Kejadian ini menuai pro dan kontra, Antropolog Universitas Islam Negeri (UIN) Ar-Raniry, Banda Aceh, Reza Idria menilai penampilan grup musik ini bagian dari program Pemerintah Aceh.
“Sangat disayangkan ketika aktivitas mereka bisa dihentikan tanpa perlindungan dari kepolisian dan aparatur pemerintah lainnya. Jika ada yang berhak membubarkan satu kegiatan di ranah publik maka itu adalah polisi,” kata Reza dilansir acehkini, Senin malam (8/7).
Reza menambahkan, pembubaran paksa kegiatan yang memiliki izin dapat mencederai pandangan terhadap Aceh dan karakter penduduknya di mata dunia. Selain itu, pembubaran juga tidak sesuai dengan cara-cara yang makruf di kalangan masyarakat Aceh dalam menyelesaikan persoalan.
“Saya harap siapa pun bisa menahan diri, menaati hukum dan mengutamakan dialog jika terjadi perbedaan pandangan,” tutur dia.
Dengan adanya pembubaran paksa tersebut, Reza menilai itu merupakan sebuah bukti bahwa kekuatan kepemimpinan dan penegakan hukum di Aceh sangat lemah.

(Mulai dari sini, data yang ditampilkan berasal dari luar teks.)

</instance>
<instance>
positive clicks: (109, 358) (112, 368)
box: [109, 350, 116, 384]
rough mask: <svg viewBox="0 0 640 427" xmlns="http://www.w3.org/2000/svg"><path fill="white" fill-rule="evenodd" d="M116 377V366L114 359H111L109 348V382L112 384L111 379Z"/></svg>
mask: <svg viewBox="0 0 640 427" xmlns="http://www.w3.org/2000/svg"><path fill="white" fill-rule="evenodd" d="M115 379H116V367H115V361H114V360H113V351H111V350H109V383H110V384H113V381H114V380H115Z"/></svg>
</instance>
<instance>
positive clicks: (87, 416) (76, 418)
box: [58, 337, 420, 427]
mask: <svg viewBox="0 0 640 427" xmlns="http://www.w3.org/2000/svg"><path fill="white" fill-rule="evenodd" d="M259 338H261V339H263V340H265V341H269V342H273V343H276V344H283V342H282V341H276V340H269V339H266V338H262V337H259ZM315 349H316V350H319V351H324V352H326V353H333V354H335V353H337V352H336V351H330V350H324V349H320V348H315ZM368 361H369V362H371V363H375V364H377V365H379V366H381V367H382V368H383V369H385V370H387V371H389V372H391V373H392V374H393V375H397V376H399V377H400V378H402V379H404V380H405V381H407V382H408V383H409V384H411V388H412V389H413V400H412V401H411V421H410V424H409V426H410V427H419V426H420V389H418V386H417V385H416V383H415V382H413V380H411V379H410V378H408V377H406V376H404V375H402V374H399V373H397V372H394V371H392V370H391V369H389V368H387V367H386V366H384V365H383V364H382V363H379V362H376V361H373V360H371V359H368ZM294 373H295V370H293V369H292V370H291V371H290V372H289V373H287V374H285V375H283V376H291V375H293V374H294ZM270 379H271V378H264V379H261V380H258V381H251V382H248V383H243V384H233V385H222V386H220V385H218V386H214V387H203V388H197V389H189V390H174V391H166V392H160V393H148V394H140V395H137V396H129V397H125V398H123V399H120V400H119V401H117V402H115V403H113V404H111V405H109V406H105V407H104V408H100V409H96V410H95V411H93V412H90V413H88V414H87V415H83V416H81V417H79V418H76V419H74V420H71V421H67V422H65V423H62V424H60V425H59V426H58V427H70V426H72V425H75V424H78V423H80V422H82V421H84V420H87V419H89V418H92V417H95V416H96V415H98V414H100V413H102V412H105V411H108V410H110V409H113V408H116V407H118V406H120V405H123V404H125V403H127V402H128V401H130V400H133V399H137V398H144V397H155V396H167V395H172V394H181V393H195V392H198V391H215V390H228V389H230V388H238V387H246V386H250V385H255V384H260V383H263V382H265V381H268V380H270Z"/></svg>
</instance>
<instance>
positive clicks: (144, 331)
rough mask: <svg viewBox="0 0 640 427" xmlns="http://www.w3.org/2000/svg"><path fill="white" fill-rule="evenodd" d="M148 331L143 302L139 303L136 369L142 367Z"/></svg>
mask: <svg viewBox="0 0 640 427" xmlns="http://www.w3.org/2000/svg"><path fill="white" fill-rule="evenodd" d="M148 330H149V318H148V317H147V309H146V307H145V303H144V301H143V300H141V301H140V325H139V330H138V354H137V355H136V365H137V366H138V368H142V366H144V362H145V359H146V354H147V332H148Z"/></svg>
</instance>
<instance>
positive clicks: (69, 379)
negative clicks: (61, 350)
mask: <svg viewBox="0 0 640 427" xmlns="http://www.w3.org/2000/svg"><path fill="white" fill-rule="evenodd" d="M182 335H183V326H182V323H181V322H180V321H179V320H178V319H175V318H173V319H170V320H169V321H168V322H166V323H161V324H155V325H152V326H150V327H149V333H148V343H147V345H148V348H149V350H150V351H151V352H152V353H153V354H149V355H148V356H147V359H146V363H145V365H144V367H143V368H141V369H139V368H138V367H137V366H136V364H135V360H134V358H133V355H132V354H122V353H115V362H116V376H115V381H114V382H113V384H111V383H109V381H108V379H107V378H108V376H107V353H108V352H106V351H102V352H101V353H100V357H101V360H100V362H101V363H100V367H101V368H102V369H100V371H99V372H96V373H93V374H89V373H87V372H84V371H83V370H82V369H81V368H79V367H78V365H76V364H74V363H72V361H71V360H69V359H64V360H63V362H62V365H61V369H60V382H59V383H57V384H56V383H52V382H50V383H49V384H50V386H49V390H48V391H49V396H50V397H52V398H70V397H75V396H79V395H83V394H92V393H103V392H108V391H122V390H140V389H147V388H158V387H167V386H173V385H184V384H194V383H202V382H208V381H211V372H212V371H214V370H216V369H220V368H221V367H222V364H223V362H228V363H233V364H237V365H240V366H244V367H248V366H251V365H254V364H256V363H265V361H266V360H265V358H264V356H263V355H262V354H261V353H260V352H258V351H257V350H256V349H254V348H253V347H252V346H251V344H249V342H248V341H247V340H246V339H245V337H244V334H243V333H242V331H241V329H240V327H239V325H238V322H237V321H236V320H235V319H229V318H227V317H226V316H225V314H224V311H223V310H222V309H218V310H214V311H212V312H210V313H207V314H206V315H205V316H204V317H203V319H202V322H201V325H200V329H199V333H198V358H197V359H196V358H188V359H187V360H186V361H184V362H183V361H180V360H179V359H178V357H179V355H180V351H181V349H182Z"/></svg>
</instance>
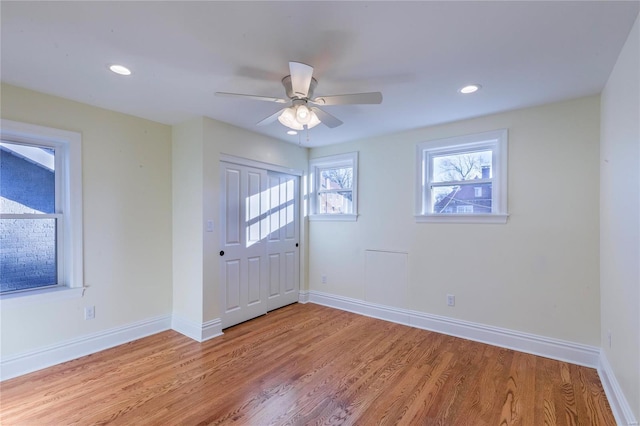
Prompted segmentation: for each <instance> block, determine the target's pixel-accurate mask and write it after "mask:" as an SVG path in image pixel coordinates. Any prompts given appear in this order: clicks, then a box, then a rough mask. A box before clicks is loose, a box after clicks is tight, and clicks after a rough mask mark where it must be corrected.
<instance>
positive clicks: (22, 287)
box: [0, 218, 57, 292]
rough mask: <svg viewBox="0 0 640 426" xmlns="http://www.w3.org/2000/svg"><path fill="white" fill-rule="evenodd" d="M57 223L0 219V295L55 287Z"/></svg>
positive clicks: (49, 218) (51, 219)
mask: <svg viewBox="0 0 640 426" xmlns="http://www.w3.org/2000/svg"><path fill="white" fill-rule="evenodd" d="M56 258H57V256H56V219H53V218H43V219H0V291H1V292H5V291H14V290H25V289H30V288H37V287H44V286H50V285H55V284H57V268H56Z"/></svg>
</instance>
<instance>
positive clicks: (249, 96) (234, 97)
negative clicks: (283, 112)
mask: <svg viewBox="0 0 640 426" xmlns="http://www.w3.org/2000/svg"><path fill="white" fill-rule="evenodd" d="M216 96H224V97H228V98H245V99H253V100H257V101H267V102H276V103H279V104H284V103H287V102H289V101H288V100H286V99H281V98H270V97H268V96H258V95H244V94H242V93H227V92H216Z"/></svg>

“Di atas segalanya, peristiwa Minggu malam semakin menegaskan bahwa kepemimpinan dan penegakan hukum di Aceh lemah,” ujarnya.
Sementara itu, Akademisi UIN Ar-Raniry, DR Samsul Bahri, mengatakan yang menjadi perhatiannya dalam peristiwa pembubaran penampilan grup band Base Jam oleh sekelompok massa tersebut adalah kondisi saling dorong menjurus kekerasan fisik.
Menurutnya, syariat Islam itu sangat agung dan tidak boleh direpresentasikan dalam bentuk kekerasan dalam upaya penerapannya. “Termasuk dalam hal pembubaran konser dimaksud,” katanya.
Samsul berharap untuk kedepannya semua hal harus dilaksanakan berdasarkan regulasi yang ada secara tertib. Jika memang konser dilarang, maka para pihak tidak perlu mengundangnya. Sepengetahuannya, sebelum acara keramaian harus mengantongi izin dari polisi maupun rekomendasi dari Majelis Permusyawaratan Ulama (MPU).
“Jika pemerintah dan ulama di Banda Aceh komit tidak boleh ada konser, maka jangan berikan izin dan rekomendasi sejak awal. Untuk apa diizinkan, lalu nanti ada pihak-pihak yang membubarkannya dengan cara-cara kurang elegan,” jelas Samsul.